Eşimi tanıdığım günden itibaren maddi manevi tüm ihtiyaçlarında yanında oldum. Ailesi de farklı bir şehirdeydi, onları bizim bulunduğumuz şehre taşıdı. Babası borç bırakıp çeker çeker giderdi, yalnız kalırdı annesiyle. Hep arkalarındaydım. Öğrenciliği boyunca 1 gün çalışmak zorunda kalmadı. Öyle çok sevdim ki onu, hiçbir yanlışı ondan kopmamı sağlayamadı.

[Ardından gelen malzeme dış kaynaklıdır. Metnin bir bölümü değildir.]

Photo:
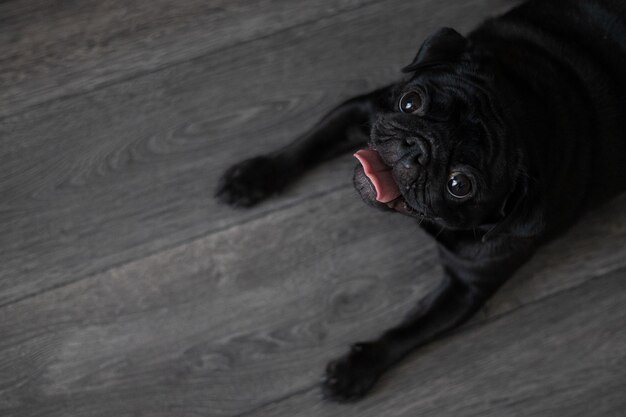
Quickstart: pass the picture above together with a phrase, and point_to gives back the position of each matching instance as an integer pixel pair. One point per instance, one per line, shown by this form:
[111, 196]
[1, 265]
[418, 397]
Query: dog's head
[441, 147]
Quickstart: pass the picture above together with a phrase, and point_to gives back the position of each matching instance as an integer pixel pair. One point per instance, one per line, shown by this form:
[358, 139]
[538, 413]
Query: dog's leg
[344, 129]
[352, 375]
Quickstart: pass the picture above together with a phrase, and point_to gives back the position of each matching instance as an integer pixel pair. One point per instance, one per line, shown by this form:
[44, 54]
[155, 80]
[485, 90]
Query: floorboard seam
[172, 64]
[186, 241]
[278, 400]
[455, 333]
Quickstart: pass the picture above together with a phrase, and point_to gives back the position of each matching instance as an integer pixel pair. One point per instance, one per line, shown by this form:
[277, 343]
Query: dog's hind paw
[251, 181]
[351, 376]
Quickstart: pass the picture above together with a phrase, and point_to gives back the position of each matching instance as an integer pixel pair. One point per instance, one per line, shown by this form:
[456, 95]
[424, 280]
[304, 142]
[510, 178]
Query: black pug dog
[494, 142]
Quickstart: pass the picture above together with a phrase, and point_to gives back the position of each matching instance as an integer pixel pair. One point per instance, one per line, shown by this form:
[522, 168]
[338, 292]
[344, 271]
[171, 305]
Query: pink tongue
[380, 174]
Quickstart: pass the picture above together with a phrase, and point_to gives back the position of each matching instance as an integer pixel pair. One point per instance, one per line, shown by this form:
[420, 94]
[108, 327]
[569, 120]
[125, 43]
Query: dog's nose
[418, 153]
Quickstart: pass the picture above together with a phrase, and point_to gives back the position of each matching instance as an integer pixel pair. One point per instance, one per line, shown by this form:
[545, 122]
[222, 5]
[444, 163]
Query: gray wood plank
[249, 315]
[562, 356]
[214, 327]
[61, 48]
[110, 176]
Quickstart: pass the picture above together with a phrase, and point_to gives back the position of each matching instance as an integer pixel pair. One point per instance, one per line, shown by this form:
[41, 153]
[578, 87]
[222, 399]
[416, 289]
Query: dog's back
[570, 57]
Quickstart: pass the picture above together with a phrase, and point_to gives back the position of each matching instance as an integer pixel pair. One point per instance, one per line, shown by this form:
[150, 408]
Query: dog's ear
[443, 46]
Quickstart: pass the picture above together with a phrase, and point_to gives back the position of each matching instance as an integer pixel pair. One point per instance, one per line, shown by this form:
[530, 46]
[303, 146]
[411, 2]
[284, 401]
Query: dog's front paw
[251, 181]
[351, 376]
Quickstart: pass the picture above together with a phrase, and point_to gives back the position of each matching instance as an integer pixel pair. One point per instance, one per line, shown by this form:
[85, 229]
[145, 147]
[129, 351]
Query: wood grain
[248, 316]
[126, 291]
[563, 356]
[63, 48]
[109, 176]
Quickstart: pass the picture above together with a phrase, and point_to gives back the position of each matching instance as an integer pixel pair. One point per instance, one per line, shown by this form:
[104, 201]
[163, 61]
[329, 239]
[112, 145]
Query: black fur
[531, 105]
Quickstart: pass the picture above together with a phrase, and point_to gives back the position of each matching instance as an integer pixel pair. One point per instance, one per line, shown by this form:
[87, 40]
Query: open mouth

Okulu benden 1 sene sonra bitirdi. Sonraki 1 sene de KPSS'ye hazırlandı. Kursa gitti geldi, bu süreçte yine babasının olayları, ben yine yanındaydım. Sınav sonucu açıklandı, artık evlenmek istiyorduk. Yani ben onun da istediğini sanıyordum. İstekliydi de aslında. Ama parası yoktu. Babamla tanıştırdım onu. Eski mevzuları hiç anlatmadan. Her şey güzel olacak dedim. Eşyalarımı aldım. Gelinliğimi aldım. Nişanlandık, yüzüklerimizi aldım. İsteme çiçeğimi aldım. Çikolatamı aldım.

Sonra bir sorun daha vardı askerlik. Bedelli askerliğe gönderdim onu. Öyle mutluyduk ki. İnanın o askerden dönene kadar yaşadığım mutluluğu bilebilseydiniz şu an bana içinizden "salak" diyor olmazdınız. O güne kadar yaptıklarımdan hiç pişman değilim.

Askerden geldi, 1 ay geçti annesinin meme kanseri olduğunu öğrendi. Korkunç durumdaydı doğal olarak. Hep yanlarındaydım. Annesi beni çok severdi. Kar tanem derdi bana. Annem gibiydi. Ameliyatını yaptırdım en iyi doktorlara. Hastane odasından geceliklerine kadar, sayısız test, tetkik, sayısız muayene görüşmeleri, her şey tamam. Düğünü ertelememiz gerekir mi diye sordum doktora, gerekmez dedi. Bu da tamam. Bu süreçte eşim kendini belli etmeye başladı. Annesini zaten tedavi ettiriyordum. Ama ettirmezsem beni bırakıp gitmekle tehdit etti. Öyle bir hal almıştı ki artık masraflar bana sorulmuyordu bile. Sadece ödüyordum. Hatta hiç unutmam hastanede bütçemi ayarlayayım diye "tek kişilik oda ücreti ne kadar?" diye sorduğum için kavga etmişti benimle. Öyle bir "para sorun değil" tavrı vardı ki, sanki o kazanıyordu, o çalışıyordu sabahlara kadar. Benim için önemli değildi.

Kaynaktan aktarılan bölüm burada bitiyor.